12. It is relevant to note that similar observations were also made in the Orders-in-Appeal dated 28.07.2022.

13. The petitioner again filed Form GST RFD-01 on 19.02.2022, 23.08.2022 and 10.11.2022 for grant of refund along with interest. Notwithstanding that the petitioner has succeeded before the appellate authority, the respondent has not processed the petitioners claim for refund.

14. The respondent states that after the appellate authority had passed the Orders-in-Appeal, the following Deficiency Memos and Show Cause Notices were issued:

i. Deficiency Memo dated 05.03.2022 in respect of claim for refund for ₹62,32,194/-.

ii. Show Cause Notice dated 21.02.2023 in respect of claim for refund for an amount of 46,38,276/-.

iii. Deficiency Memo dated 16.11.2022 in respect of claim for refund for an amount of ₹1,53,31,257/-.

15. It is contended on behalf of the respondent that since the petitioner did not respond to the said Show Cause Notices or Deficiency Memos, the claim for refund has not been processed.

16. Mr. Singla, learned Counsel for the respondent also submits that the issues raised by the respondent relate to the furnishing of FIRCs. He referred to the observations made by the appellate authority as quoted above and submitted that the decision of the appellate authority is erroneous and the Revenue proposes to file appeals against the Orders-in-Appeal as and when the Appellate Tribunal is constituted.

17. Undisputedly, the Revenue is entitled to file an appeal under Section 112 of the Central Goods and Services Tax Act, 2017, within a period of three months from the date of the order. We are informed that the said period has been extended as the Appellate Tribunal has not been constituted as yet. However, the respondent cannot refuse to comply with the appellate orders on this ground.

18. We are unable to accept that the Revenue can ignore an order passed by the appellate authority on the ground that it proposes to appeal the said order.

19. Suffice it to note that there is no order passed by any competent Court, staying the implementation of the Orders-in-Appeal passed by the appellate authority. The Revenue has also taken no steps for securing orders to that effect.

20. We are also unable to appreciate the insistence on the part of the Revenue for the appellant to file fresh applications for the refund.

21. Singla fairly states that fresh applications for refund or response to Show Cause Notices are not necessary, considering that the proceedings emanated from the petitioner filing applications for refund, which culminated in Orders-in-Appeals passed by the appellate authority.

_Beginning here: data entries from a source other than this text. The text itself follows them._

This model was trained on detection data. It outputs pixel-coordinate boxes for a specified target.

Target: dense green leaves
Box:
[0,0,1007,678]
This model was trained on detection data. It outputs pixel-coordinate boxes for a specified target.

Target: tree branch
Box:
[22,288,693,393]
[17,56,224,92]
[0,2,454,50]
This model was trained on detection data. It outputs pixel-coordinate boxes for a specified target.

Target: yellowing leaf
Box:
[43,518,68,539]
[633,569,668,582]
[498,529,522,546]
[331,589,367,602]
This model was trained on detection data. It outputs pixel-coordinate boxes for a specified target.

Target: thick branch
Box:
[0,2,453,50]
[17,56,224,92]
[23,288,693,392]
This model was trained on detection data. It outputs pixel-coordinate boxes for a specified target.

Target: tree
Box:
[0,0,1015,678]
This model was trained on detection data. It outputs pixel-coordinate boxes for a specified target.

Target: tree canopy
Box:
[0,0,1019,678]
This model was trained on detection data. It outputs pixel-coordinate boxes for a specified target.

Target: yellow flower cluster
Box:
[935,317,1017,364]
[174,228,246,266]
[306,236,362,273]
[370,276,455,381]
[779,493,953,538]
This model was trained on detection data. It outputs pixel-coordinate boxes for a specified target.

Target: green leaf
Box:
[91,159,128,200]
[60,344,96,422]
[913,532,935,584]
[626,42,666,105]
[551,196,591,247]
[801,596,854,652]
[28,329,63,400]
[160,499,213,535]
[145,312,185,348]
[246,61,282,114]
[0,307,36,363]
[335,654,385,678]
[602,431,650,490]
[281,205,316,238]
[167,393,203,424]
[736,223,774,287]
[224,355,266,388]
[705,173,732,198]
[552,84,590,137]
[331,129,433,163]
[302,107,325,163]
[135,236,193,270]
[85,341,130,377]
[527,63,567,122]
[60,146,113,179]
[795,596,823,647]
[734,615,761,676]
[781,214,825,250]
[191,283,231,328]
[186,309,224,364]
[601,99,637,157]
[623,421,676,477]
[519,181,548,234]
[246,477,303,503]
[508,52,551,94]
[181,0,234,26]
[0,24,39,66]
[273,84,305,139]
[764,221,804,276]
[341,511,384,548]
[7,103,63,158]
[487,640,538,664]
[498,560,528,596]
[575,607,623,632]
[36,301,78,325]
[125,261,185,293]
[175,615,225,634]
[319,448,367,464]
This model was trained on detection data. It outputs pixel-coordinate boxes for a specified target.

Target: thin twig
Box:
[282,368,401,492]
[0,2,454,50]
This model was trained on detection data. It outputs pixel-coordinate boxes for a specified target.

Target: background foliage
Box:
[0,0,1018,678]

22. In view of the above, the refund applications filed by the petitioner to seek implementation of the Orders-in-Orignal and the deficiency memos shall be treated as non est.

23. The appellate authority has not granted any interest on the amount of refund due. However, more than one year has elapsed in case of Order-in-Appeal dated 08.02.2022 and almost ten months have elapsed in respect of Orders-in-Appeal dated 28.07.2022. Plainly, the petitioner cannot be denied interest as payable for the period of delay in refunding the amount due to the petitioner.

24. In view of the aforesaid, we consider it apposite to hold that the petitioner is also be entitled to interest in accordance with law.

25. The present petition is allowed. The respondent is directed to forthwith disburse the petitioner’s claim for refund along with interest as payable in accordance with law.

26. It is, however, clarified that this order would not preclude the respondent from availing statutory remedy against the Orders-in-Appeal in accordance with law.